Brendan: Yeah, this is one of those stories where there really isn’t a clean, happy break for anyone in the end, isn’t it? There doesn’t need to be, and I think a lot of creators tend to forget that. It doesn’t always even make sense to have everyone in the story tie things up all neatly by the end. That never happens in real life. Messy is real, and this one gets real messy, real quick.
Tony: And that’s one thing the entire creative team does really well. The chaos ramps up through the script. There’s more signs of the world falling apart in the background, even as the horror happens in the foreground. The colors become muted in everything but the sloth…
It’s good stuff and it haunts you for a long while after. I read all three a little over three months ago, and before I reread the book for this week, I’d have panels pop into my head at random. It’s just so incredibly haunting.
Brendan: I can see that. There are so many clever reveals and quirky little memorable lines.
Tony: I think we also need to talk about that ending too — so spoilers after the image.

After the meme runs its course, it turns out that it was created by something otherworldly to prepare for its arrival on Earth … and in that last horrifying page, it does. That last page just freaked me the hell out. It’s gigantic, otherworldly, frightening … and the book ends. We don’t know what it is, what it was doing, or why it did what it did…

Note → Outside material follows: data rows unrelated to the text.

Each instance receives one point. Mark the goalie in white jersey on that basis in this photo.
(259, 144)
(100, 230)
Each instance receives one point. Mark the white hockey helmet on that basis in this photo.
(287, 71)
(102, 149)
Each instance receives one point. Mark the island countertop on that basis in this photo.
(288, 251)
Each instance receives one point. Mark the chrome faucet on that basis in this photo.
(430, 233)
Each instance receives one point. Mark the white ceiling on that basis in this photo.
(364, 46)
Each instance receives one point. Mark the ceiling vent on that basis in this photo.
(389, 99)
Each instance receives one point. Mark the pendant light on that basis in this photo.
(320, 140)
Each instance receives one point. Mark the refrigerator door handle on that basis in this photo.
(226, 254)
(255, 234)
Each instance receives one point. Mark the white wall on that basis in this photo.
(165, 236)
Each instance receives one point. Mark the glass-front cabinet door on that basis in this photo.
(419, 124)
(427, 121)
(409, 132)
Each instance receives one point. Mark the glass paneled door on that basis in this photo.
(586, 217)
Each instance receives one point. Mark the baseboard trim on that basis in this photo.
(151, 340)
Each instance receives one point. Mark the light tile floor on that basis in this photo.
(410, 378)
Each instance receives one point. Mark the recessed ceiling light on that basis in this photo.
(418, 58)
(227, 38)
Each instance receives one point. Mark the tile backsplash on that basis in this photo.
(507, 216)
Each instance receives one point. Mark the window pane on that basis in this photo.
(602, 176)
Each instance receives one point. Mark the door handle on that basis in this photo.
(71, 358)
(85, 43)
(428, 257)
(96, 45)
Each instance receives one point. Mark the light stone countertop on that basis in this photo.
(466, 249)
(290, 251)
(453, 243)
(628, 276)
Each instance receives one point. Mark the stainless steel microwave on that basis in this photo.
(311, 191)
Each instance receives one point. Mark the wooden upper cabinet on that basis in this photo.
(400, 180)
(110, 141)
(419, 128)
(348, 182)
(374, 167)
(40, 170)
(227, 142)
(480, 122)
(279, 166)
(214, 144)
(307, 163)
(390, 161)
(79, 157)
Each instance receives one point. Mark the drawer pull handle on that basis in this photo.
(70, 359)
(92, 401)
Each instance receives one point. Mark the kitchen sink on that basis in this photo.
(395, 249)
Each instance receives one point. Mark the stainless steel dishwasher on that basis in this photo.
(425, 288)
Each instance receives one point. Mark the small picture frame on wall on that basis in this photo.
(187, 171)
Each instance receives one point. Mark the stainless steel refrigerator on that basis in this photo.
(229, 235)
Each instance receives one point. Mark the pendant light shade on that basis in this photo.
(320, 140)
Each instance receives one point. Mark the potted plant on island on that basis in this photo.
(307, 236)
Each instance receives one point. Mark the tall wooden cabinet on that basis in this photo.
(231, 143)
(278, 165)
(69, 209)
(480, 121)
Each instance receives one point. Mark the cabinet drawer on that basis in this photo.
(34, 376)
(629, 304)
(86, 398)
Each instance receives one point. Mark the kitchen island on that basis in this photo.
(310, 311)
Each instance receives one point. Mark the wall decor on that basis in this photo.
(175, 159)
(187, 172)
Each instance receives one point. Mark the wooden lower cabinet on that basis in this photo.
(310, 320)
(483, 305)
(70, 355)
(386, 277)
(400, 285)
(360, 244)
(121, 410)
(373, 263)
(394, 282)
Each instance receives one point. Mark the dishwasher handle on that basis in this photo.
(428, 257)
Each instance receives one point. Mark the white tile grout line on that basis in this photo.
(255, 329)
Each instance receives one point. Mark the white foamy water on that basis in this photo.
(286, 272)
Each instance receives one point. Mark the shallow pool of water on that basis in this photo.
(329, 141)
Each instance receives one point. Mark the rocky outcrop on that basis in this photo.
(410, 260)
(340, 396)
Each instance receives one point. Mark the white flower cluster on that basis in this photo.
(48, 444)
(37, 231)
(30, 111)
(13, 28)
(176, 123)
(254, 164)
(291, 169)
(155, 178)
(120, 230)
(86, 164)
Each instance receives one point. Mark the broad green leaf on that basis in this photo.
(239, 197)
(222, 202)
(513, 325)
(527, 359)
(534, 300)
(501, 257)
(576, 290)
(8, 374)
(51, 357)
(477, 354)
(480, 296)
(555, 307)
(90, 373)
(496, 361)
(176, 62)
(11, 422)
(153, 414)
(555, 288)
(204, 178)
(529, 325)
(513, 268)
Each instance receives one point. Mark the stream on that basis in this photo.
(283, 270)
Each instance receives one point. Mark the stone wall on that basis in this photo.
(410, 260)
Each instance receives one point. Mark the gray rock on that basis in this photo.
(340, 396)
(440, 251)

That probably has haunted me more than any other image from the series. It was the perfect way to end the series.
Brendan: Absolutely. Not to dip too far into spoiler territory, it’s a great twist. Nobody wins, and the direction it takes headed into that final reveal is nowhere close to what you’d expect from the beginning and middle of the story. I also love that it’s still not all wrapped up. There are a lot of directions it could go from that final image, and they leave it up to the reader’s imagination. Beautiful storytelling.

Tony: Yeah, I agree. This is one of those with an open ending that I don’t want to know what’s next. It’s definitely better ending at the precise moment it does.
So what did you think?
Brendan: This is probably the closest you’ve hit to my actual flavor of comics. It only took you, what, two years? Kidding. Not really, though. More like this.
Tony: Whatever, you’ve loved everything I’ve brought you. But this might be one of the best of the bunch. What’s up next?
Brendan: I mentioned Analog, by Gerry Duggan and David O’Sullivan. Let’s go ahead and pull the trigger on that one. Loads of thematic crossover with this one, but a completely different setup and execution.
Tony: I read the first couple issues when it came out, so it sounds like a lot of fun!
Memetic is available in print and digital editions from Boom! Studios.